5. MUSIC: A good playlist in those dark places adds some light.
6. LIGHTS: I had a very average light with 2 batteries which I charged at the stops. That being said; I did the last 10km in pitch dark, sleep monsters and all. If I did it again I'd invest in a better quality light
7. COMFORTS. No, I don't mean an ice-cold frapuccino; I'm talking fresh layer of sunblock and chamois cream, I applied both several time throughout each day, it's funny how your definition of "luxury"changes! I also showered at 2 of the stops getting clean makes you feel like a new person!
9. PRIORORTIES at stops. Time is of the essence. You need to have a system at the stops especially as the races progresses and you become increasingly doo-dally. Charging lights and Garmin is #1 priority at stops, food is #2 and sleep #3 After that comes other important things like Twitter, Strava, showering, massage etc :)
10. SLEEP: Massive error on my part. I slept 5.5 hour in 3.5 days which resulted in very slow riding, worsening of tendinitis and lack of focus and the inevitable sleep monsters. Next time I would sleep more, if you are one of those lucky power-nappers, those are ace!
11. PACE your self: Another big rookie error on my part, went out way too fast! In fact I was one of the first people to arrive at Van Der Kloof dam which was unnecessary and caused more harm than good. It is extremely easy to get caught up in the hype in the beginning. Guys go too fast and because of the drafting rule the temptation to stick with the bunch is very attractive. It takes willpower to go slow when you are feeling fresh and to let the bunch go.
12. MENTAL mind games: The Munga is one of the most magical experiences you will ever have, you will find things within you that you never knew you had. You'll soak in the harsh, raw beauty of the Karoo, and bring back memories that cannot be explained. But the magic does come at a price; I went into some very, very dark places mentally and physically; I'll even admit a few sob sessions. Sit or lye down, remind yourself that it is temporary and that as long as you keep pedaling you will get to the end and that's all that matters. I often came out stronger after those moments.

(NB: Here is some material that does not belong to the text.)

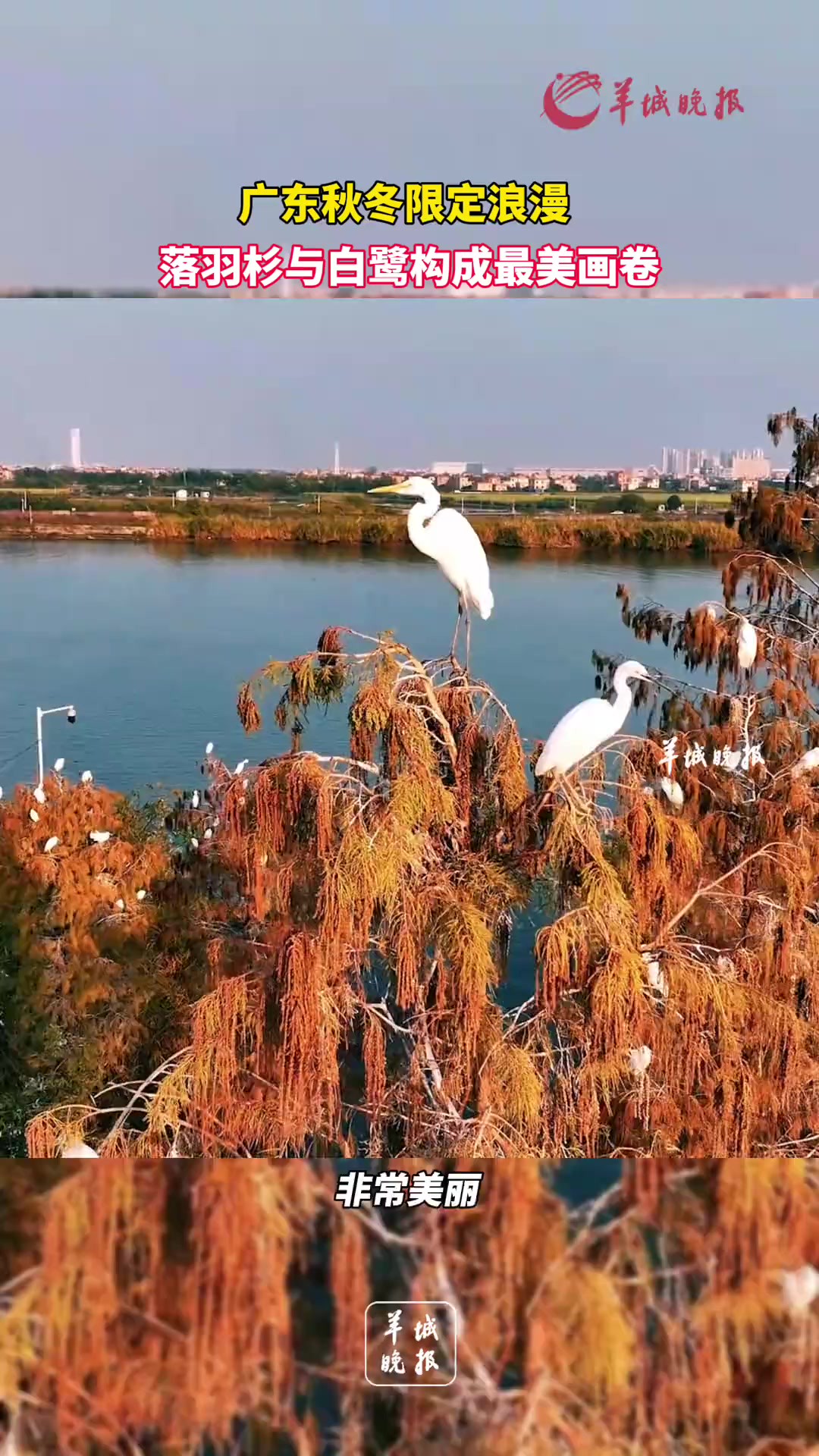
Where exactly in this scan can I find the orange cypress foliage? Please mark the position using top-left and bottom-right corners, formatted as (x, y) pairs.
(0, 1157), (819, 1456)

13.SLEEP MONSTERS. A vast majority of last year's riders suffered from "sleep monsters". We all had fun comparing notes at the end. Basically you start hallucinating due to lack of sleep and everyone's are different. I was lucky that mine were not scary (except for the final climb into Diemersfontein where I saw ghosts and a leopard). For the most part trees and bushes took on the shape of animals and every now and again a rock moved - Lets not forget that I did sleep way too little so you won't necessarily experience them. I did know about them going in so I managed to just let them amuse and not scare me.
Other random things
1. The carpel tunnel in my left hand lasted 5 months. I figured it must be due to the fact that I used my right hand for gears, bottle, pockets etc. Maybe alternate hands.

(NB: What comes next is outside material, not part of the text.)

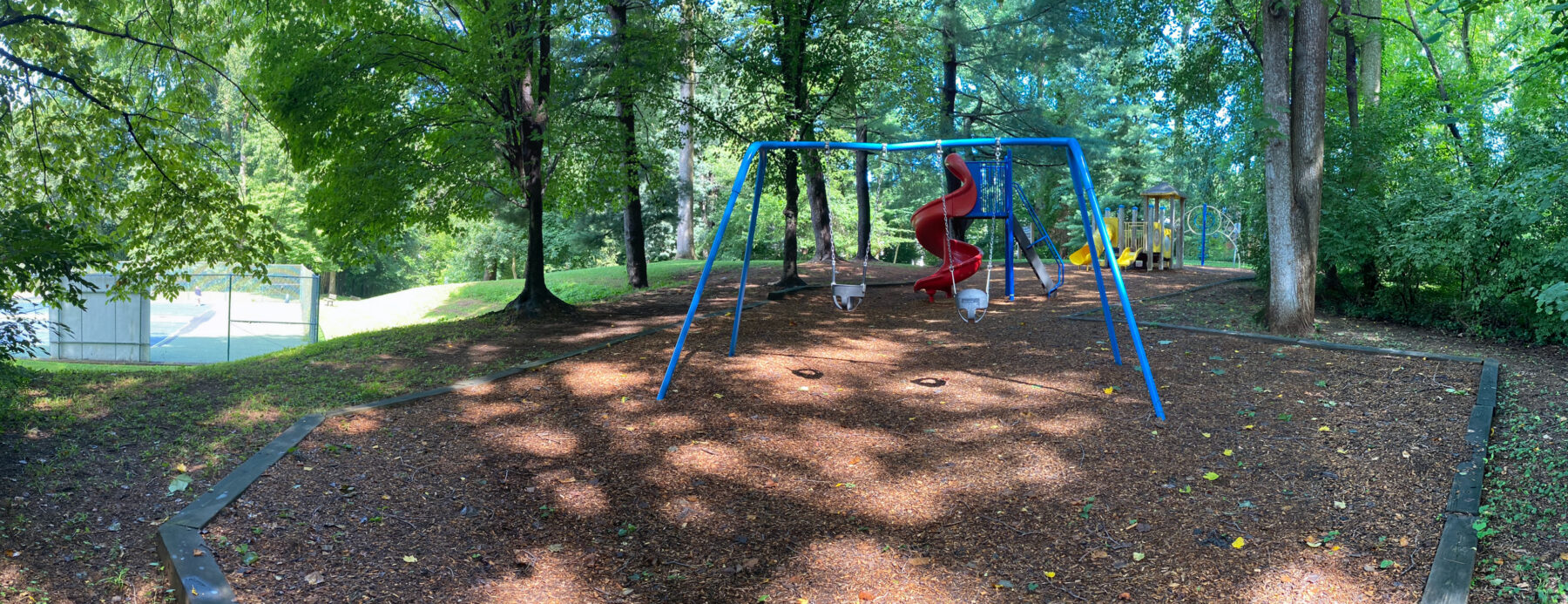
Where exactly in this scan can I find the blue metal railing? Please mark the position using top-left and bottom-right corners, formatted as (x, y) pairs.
(1013, 182), (1068, 298)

2. There are lots of gates, get off the bike on a different side each time, sounds silly but they add up and swinging one leg over each time can cause tendinitis.
3. Apparently wetting your buff is super refreshing, I didn't even think of it!
4. After sipping your camelback, blow the water back in, it becomes hot and gross if left in the tube.
Soak it in and enjoy the magic. It will be hard but it will be worth it!